Le financement participatif, de par l’implication d’un grand nombre de financeurs porteurs d’une large diversité de compétences et de perspectives d’évaluation et d’affectation des fonds, permet de financer des projets qui ne correspondent pas aux critères standards utilisés dans les circuits de financement traditionnels.
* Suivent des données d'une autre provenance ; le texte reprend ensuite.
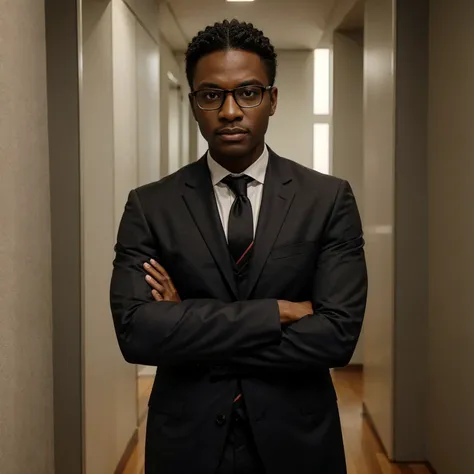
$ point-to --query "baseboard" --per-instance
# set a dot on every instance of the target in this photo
(370, 422)
(127, 454)
(350, 368)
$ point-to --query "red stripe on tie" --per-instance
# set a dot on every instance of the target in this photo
(245, 253)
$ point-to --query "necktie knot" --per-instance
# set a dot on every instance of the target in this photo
(238, 184)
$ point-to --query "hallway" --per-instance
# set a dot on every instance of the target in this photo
(363, 450)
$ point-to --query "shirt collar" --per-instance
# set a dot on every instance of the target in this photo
(256, 170)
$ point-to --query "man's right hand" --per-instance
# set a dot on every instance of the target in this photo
(292, 312)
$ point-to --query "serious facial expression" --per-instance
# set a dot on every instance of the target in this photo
(233, 132)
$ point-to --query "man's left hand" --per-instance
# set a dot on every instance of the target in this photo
(163, 288)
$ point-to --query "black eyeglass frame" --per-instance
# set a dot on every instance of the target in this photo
(231, 91)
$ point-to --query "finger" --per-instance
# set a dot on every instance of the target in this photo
(157, 295)
(154, 284)
(159, 268)
(164, 279)
(153, 272)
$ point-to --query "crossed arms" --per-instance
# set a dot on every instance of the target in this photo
(159, 329)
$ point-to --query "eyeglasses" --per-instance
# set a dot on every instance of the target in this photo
(246, 97)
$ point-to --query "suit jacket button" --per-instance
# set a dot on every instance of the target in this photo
(221, 420)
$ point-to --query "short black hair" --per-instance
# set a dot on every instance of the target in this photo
(231, 35)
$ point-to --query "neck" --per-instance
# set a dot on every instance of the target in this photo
(238, 164)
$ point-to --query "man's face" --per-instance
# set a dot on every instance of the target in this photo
(228, 70)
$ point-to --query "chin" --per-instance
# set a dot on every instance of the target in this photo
(234, 150)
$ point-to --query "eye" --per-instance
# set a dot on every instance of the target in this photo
(249, 93)
(211, 95)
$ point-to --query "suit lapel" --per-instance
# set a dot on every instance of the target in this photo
(278, 194)
(200, 200)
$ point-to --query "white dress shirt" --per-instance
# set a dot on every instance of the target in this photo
(225, 197)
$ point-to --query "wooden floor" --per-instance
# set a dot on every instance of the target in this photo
(363, 451)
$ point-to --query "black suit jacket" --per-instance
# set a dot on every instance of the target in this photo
(308, 246)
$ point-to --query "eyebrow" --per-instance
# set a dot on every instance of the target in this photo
(211, 85)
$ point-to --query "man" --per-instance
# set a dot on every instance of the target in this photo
(242, 278)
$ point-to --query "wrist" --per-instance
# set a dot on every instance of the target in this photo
(286, 313)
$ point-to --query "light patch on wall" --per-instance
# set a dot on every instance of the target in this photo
(321, 147)
(322, 89)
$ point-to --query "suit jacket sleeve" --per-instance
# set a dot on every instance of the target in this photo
(152, 333)
(328, 337)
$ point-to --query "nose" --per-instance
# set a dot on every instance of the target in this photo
(230, 110)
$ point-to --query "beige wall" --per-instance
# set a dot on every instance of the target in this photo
(378, 205)
(347, 155)
(120, 151)
(450, 428)
(293, 138)
(395, 221)
(26, 387)
(173, 159)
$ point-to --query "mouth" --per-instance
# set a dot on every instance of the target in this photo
(232, 134)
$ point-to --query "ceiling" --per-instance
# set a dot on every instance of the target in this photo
(290, 24)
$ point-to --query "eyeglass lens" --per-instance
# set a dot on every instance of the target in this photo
(248, 96)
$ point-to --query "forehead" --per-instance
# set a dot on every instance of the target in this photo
(229, 69)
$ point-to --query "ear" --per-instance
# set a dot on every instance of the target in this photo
(192, 103)
(273, 101)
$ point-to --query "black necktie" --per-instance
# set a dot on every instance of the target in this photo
(240, 226)
(240, 241)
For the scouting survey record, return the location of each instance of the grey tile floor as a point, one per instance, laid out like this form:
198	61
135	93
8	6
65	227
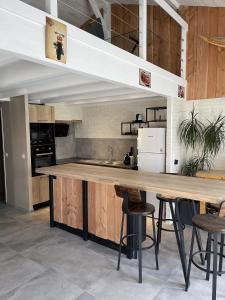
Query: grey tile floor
38	262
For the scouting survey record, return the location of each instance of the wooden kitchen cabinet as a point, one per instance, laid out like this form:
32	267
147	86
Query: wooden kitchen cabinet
41	114
40	189
68	202
104	211
104	207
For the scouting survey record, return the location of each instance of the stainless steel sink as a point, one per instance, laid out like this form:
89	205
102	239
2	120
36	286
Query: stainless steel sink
101	162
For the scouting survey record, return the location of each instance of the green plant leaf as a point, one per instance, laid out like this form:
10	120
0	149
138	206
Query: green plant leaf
214	136
191	131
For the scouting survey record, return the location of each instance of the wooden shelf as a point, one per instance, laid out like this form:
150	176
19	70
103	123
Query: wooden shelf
156	121
155	117
68	121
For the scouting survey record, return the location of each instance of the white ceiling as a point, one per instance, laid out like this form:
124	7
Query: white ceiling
218	3
45	84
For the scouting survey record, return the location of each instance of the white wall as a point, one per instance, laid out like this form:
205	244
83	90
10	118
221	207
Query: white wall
179	110
104	120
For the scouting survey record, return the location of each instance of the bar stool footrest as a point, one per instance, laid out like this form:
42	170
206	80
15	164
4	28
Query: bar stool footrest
146	236
201	268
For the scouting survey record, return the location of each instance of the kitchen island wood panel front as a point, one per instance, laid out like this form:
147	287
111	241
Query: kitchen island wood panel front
68	202
104	211
204	190
104	207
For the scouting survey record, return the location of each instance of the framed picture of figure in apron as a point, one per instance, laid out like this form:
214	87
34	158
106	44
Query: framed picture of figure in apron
56	40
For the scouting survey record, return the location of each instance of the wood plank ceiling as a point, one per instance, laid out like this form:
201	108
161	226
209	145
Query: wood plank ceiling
217	3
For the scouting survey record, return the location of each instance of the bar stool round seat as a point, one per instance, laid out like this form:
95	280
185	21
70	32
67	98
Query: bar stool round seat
214	225
134	206
209	223
143	209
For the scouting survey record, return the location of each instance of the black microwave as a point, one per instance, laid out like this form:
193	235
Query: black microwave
42	133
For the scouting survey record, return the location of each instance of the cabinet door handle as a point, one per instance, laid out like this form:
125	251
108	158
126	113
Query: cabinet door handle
43	154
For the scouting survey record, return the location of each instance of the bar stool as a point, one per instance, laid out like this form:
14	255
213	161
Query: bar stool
214	225
163	199
134	206
178	226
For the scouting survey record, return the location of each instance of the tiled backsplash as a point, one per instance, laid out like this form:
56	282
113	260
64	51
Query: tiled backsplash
99	148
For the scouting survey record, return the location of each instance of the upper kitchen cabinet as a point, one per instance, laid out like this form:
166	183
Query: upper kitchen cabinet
41	114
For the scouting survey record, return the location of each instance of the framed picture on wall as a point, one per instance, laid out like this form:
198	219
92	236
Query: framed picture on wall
144	78
181	91
56	40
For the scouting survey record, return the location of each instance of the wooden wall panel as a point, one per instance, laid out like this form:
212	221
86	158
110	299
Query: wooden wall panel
205	63
104	211
164	34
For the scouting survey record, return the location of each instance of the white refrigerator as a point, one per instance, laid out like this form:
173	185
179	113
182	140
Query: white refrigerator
151	145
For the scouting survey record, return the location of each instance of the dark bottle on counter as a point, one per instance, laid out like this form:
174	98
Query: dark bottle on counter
131	153
127	159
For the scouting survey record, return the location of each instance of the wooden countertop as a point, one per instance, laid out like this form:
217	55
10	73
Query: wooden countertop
204	190
212	174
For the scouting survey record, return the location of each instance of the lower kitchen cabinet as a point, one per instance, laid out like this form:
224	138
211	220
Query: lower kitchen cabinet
104	207
104	211
68	202
40	189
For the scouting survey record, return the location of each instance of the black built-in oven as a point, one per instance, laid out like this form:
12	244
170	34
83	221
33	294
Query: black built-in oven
42	156
42	138
42	133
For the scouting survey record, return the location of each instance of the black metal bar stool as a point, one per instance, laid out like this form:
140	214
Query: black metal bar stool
214	225
134	206
162	207
174	204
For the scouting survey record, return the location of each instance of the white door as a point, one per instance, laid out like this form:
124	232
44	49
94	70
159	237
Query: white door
151	140
151	162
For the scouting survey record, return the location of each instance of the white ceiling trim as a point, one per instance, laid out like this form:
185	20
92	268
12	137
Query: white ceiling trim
212	3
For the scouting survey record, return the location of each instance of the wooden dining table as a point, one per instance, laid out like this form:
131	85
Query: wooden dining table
82	177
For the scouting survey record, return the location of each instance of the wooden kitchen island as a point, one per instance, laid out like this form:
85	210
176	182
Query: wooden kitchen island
83	200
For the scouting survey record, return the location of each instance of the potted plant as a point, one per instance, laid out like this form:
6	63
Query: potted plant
204	139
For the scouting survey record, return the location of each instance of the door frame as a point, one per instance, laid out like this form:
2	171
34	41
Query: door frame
3	149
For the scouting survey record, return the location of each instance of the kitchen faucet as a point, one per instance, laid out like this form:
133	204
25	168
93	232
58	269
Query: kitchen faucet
110	150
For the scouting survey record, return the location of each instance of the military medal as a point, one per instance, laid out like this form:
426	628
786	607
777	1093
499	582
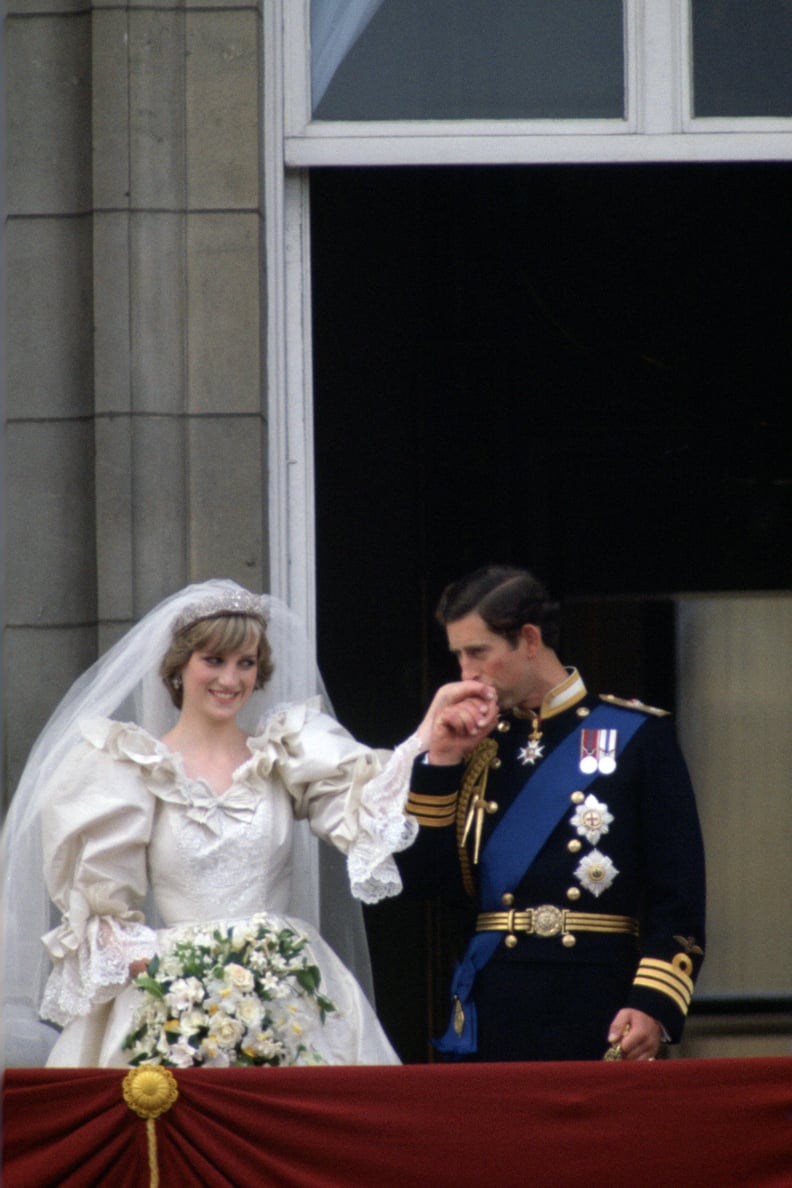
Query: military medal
533	749
591	819
597	752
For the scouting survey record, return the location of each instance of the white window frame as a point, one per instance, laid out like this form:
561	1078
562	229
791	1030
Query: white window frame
658	127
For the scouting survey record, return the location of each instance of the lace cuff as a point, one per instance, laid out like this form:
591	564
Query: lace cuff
95	968
384	828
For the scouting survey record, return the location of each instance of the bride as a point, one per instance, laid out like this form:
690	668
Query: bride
168	791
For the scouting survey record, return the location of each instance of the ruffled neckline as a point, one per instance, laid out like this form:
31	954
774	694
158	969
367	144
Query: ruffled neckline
277	738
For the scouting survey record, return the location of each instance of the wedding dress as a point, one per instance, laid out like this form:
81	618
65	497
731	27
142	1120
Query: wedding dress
125	819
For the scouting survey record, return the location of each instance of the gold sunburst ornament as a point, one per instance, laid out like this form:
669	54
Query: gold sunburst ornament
150	1091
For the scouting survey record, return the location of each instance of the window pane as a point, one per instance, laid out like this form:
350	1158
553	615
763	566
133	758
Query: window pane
742	57
451	59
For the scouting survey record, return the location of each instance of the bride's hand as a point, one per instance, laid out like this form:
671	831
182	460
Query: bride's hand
461	714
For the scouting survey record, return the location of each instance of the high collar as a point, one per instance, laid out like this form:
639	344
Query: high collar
563	696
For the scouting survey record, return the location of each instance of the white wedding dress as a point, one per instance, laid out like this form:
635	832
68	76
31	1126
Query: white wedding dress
124	823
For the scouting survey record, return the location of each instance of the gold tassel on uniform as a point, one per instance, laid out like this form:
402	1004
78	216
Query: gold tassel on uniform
473	804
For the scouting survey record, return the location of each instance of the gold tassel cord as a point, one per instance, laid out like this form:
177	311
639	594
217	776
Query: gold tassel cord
473	802
150	1091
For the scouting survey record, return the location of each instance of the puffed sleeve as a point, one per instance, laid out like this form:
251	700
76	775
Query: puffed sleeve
353	796
96	823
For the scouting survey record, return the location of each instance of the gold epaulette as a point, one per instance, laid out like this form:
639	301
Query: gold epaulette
473	782
633	703
433	811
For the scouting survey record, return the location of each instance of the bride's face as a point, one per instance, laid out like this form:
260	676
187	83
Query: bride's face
217	684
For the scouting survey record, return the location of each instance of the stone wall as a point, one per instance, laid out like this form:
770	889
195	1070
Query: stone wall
135	428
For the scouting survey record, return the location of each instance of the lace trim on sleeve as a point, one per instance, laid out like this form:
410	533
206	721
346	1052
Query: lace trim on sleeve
96	968
385	828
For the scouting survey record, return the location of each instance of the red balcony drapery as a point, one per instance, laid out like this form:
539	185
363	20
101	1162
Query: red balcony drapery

Cela concerne notamment les projets de taille limitée, en phase précoce de développement, mais aussi des projets lucratifs ou non (dans les domaines de la culture, de l'économie sociale, du développement durable...), et des projets innovants, plus ou moins à risque.

Combler le funding gap 

Le financement participatif, notamment l’equity based crowdfunding, a pour vocation de combler sur le marché des capitaux pour les startups et les jeunes entreprises en croissance le « vide dans la chaîne de financements » qui se situe entre les financements de proximité (famille et amis) et les financements institutionnels. Le funding gap concerne essentiellement les capitaux externes d’amorçage et les capitaux externes de démarrage. Il concerne donc une fourchette d’investissement comprise entre 25 000 € et 250 000 €, ce qui correspond grosso modo à la moyenne des fonds collectés sur les plateformes d’equity crowdfunding.